Кто-то снаружи нажал на скобу, и Брих быстро снял с нее руку; дверь медленно приоткрылась, словно входил человек с нечистой совестью. Вот из темноты на желтый свет вынырнуло мужское лицо с маленькими глазками, щурившимися на лампу, лицо, заросшее черной щетиной, с выступающими скулами и низким лбом под дешевым кепи с мягким козырьком. Ондра изумленно опустил револьвер, и человек змеиным движением проскользнул внутрь. Раскачивающейся походкой подошел к лампе, настороженно и нагло рассматривая недоумевающие лица.

– Na was…[39]

Все следили за незнакомцем с немым изумлением – в сердцах зародилось робкое предчувствие спасения. Один только Ханс оживился, встал со своего стула.
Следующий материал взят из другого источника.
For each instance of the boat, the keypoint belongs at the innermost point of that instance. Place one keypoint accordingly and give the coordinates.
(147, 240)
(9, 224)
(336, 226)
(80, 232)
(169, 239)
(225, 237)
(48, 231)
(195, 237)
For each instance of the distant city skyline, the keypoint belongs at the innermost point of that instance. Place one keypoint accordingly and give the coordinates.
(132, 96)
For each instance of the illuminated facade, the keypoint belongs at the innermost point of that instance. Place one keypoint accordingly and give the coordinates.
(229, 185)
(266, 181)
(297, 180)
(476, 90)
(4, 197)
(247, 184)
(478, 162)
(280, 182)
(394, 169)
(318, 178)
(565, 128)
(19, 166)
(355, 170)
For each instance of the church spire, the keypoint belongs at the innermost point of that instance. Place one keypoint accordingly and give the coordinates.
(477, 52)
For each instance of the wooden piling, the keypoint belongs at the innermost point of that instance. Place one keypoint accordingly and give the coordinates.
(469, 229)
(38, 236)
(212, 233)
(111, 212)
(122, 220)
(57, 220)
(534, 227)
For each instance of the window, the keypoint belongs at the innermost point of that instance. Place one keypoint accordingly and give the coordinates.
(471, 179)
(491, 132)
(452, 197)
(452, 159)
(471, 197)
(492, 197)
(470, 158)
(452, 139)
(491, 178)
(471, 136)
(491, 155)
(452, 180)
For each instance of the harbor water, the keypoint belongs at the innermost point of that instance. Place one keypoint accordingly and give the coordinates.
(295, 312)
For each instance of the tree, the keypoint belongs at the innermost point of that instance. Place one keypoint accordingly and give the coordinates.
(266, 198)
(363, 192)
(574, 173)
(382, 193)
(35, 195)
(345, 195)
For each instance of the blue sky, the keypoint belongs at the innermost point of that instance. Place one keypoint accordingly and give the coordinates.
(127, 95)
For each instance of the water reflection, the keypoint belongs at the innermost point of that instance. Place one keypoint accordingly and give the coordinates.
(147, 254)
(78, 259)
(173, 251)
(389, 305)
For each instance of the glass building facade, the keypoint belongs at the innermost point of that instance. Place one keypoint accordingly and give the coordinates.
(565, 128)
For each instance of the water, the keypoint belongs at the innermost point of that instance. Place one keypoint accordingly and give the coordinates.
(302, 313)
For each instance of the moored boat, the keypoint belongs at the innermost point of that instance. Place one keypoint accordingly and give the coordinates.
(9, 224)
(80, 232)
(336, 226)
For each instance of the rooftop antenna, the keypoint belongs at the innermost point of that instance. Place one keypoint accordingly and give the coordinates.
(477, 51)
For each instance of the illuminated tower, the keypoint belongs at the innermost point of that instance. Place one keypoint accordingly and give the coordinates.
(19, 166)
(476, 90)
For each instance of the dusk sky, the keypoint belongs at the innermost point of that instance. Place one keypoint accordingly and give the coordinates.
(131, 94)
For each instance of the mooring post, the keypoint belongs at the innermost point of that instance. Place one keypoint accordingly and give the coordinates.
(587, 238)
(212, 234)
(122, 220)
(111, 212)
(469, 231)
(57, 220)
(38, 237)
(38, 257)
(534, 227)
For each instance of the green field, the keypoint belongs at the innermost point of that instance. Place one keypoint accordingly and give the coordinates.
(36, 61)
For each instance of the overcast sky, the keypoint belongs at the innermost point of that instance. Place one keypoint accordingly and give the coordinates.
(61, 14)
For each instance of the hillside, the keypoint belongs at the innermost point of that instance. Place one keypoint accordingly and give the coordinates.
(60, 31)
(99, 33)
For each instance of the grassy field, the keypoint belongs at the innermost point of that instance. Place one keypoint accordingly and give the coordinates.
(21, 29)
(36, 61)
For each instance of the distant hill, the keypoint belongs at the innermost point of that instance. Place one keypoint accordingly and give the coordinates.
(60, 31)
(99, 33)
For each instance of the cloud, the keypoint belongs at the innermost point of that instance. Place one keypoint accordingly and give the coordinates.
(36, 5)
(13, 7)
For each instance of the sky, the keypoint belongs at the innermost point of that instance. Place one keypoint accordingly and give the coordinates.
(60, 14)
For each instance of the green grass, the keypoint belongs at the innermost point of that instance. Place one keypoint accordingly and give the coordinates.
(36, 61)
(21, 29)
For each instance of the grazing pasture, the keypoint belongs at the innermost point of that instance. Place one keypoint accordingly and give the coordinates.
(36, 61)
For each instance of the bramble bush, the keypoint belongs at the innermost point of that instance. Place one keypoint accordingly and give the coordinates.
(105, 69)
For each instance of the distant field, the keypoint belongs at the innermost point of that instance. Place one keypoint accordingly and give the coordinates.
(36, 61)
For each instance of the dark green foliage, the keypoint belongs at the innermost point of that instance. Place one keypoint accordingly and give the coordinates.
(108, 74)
– Aber – das ist doch Hermann![40] – сказал он на своем гундосом наречии.

Брих получил возможность скрыться – в наступившей суматохе никто о нем не вспомнил. И он кинулся в свистящую тьму ночи – ветер уперся ему в спину и толкал вперед, жадными пальцами теребя волосы. Прочь отсюда!

Его поглотила темнота – густая, непроницаемая; он пробивался через нее, как слепец, спотыкаясь, уходил по неровной тропке, единственной, ведущей к хижине через густые заросли кустов. Шел на ощупь, хвостатые ветки били по лицу. Тропка круто спускалась, сыпались из-под ног мелкие камни. Брих очень медленно пробирался вперед. Зацепился за выступающий корень, упал в мокрые папоротники.

Попробовал зажечь спичку, она не загорелась – коробка отсырела. Встал, потащился дальше.

Впереди хмуро громоздилась черная стена леса. Туда!

Выбравшись из кустов, Брих широко раскрыл глаза. Усилием воли сдержал крик, сердце громко забилось в груди. Неужели он сошел с ума?! На темном фоне, в трех-четырех шагах от него, белело неясное пятно. Он протянул руку… и вдруг ощутил… что-то теплое – человеческую руку, мокрую от дождя…

Вскрикнул от неожиданности, различив во тьме женскую фигуру. Узнал, бросился к ней. Прижал к себе, привлек к своей щеке ее голову. Женщина дрожала в легкой курточке, едва держась на ногах от изнеможения.

– Ирена! – Это было как вздох.

Ему казалось, он бредит, и все же – это была она! Всхлипывала в его объятиях от страха и прижималась к нему; шептала что-то, но ветер срывал слова с ее губ, уносил в мрачную тьму. Так они стояли, двое затерянных среди ветреной ночи, не в силах прийти в себя от пережитых ужасов. Брих потряс Ирену за плечи, словно желая пробудить ее от смертного сна.

Он снял шарф, обмотал Ирене шею.

Что теперь? Один, на дне черной бездны, с обессилевшей женщиной на руках, посреди леса, где тропки исчезают под ногами, где слышится далекий лай собак. Что теперь?

Сквозь тихий плач расслышал ее слова:

– Я не могу больше! Не могу… Я хочу домой… Не могу я с ним! Лучше умереть…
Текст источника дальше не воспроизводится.